How to Read, Understand and Learn KDB/Q code
In my previous blog post, I shared my favourite Go-To KDB/Q Learning Resources to help you to get started. However, as you dive deeper into the KDB/Q programming language and you begin to read and review other's code you might experience a slight sense of overwhelm. Two main characteristics of KDB/Q, namely its terseness and and its left-of-right evaluation order (KDB/Q expressions are evaluated left-of-right which equates to expressions are evaluated right-to-left), can pose initial challenges for new KDB/Q developers. It's important to overcome these hurdles and become familiar with these features as you progress.
When you start looking at other's KDB/Q code for the first time, it can be akin to a five-year-old attempting to independently assemnle the gigantic Lego Millenium Falcon immediately after learning how to connect just two Lego pieces. The experience can be overwhelming, leaving you unsure where to start. The image below serves as an illustration of the described sensation.
When you assess your current knowledge in relation to the task at hand, you might perceive it as inadequate and insufficient.
Nevertheless, if we deconstruct the code into smaller components and methodically examine it step by step, expression by expression, we often come to realize that the code we're grappling with may not always be as daunting as initially presumed.

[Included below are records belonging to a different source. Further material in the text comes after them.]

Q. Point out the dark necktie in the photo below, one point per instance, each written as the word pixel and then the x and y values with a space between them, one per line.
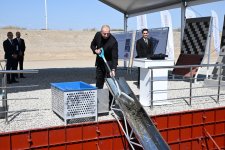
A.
pixel 146 41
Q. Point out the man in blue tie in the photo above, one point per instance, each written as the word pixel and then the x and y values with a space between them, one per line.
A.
pixel 20 47
pixel 11 57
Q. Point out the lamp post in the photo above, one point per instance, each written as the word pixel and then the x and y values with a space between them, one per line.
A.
pixel 46 16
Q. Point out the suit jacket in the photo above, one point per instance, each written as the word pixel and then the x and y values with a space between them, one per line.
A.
pixel 10 49
pixel 110 47
pixel 20 45
pixel 143 49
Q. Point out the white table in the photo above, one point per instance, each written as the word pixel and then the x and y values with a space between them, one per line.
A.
pixel 159 97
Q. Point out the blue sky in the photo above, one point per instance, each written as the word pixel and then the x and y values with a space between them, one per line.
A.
pixel 85 14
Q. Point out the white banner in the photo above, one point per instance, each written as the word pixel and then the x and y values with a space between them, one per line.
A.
pixel 190 14
pixel 215 30
pixel 142 22
pixel 166 21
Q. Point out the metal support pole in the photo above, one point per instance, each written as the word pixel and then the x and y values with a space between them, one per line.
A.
pixel 191 79
pixel 183 20
pixel 46 16
pixel 151 89
pixel 219 82
pixel 125 30
pixel 208 47
pixel 4 97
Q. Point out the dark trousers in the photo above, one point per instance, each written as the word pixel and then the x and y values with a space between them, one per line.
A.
pixel 101 74
pixel 20 62
pixel 139 77
pixel 11 65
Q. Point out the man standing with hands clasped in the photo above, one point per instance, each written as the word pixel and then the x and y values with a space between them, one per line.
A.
pixel 20 47
pixel 143 48
pixel 11 57
pixel 105 40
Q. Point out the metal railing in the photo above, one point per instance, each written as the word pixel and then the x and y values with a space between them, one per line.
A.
pixel 191 80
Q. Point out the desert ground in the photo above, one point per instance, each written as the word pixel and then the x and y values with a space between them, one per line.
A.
pixel 63 56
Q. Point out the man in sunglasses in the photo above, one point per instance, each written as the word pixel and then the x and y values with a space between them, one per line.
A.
pixel 103 39
pixel 143 48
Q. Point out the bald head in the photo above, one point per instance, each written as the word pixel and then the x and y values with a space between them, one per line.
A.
pixel 105 31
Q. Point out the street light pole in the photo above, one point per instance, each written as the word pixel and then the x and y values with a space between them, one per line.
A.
pixel 46 16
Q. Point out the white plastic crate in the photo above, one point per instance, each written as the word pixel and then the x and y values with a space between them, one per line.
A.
pixel 75 101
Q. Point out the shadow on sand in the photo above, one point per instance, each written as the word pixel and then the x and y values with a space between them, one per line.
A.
pixel 52 75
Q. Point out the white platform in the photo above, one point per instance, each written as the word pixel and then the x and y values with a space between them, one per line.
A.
pixel 159 97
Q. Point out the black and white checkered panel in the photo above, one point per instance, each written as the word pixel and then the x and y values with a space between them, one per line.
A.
pixel 195 36
pixel 221 58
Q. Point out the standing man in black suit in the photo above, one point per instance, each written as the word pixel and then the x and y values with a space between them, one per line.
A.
pixel 105 40
pixel 20 47
pixel 11 56
pixel 143 48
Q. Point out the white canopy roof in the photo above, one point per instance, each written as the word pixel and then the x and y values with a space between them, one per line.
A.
pixel 137 7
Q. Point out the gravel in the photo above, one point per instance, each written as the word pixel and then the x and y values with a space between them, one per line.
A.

Dividing code into smaller components
That's precisely the method we'll employ in this blog post. We'll dissect a line of KDB/Q code that could appear complex initially - maybe we won't even grasp its purpose at first glance. However, by breaking it down into small, discrete expressions and evaluating them sequentially, we'll unravel its underlying logic and functionality.
We are accomplishing this by examining a fascinating pattern introduced by Stephen Taylor, the KX Librarian, as outlined in this post. Take a glance at the code provided below and take a moment to make an educated guess about its purpose.

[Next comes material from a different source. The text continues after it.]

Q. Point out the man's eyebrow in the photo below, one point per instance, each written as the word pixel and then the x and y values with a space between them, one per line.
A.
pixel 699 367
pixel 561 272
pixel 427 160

q){x{y _ x}/1 -1*(1 reverse\" "<>x)?'1b}" Trim the spaces. "
Solution here
Did you guess right? The anonymous function (or lambda) trims all the spaces before and after the text. The 1 function\input
pattern applies a function and not applies it
q){x{y _ x}/1 -1*(1 reverse\" "<>x)?'1b}" Trim the spaces. "
"Trim the spaces."
It's quite surprising how much can be achieved with such little code, isn't it? Now, let's break it down methodically, taking each component into careful consideration.
Remember, KDB/Q is evaluated left-of-right, meaning we have to read our code right-to-left.
The first code section we examine is the following.
(expression)?'1b
The '?' operator, along with the '!' operator, arguably possesses the greatest number of overloads among KDB/Q operators. In this specific context, the '?' operator functions as a 'find' operation.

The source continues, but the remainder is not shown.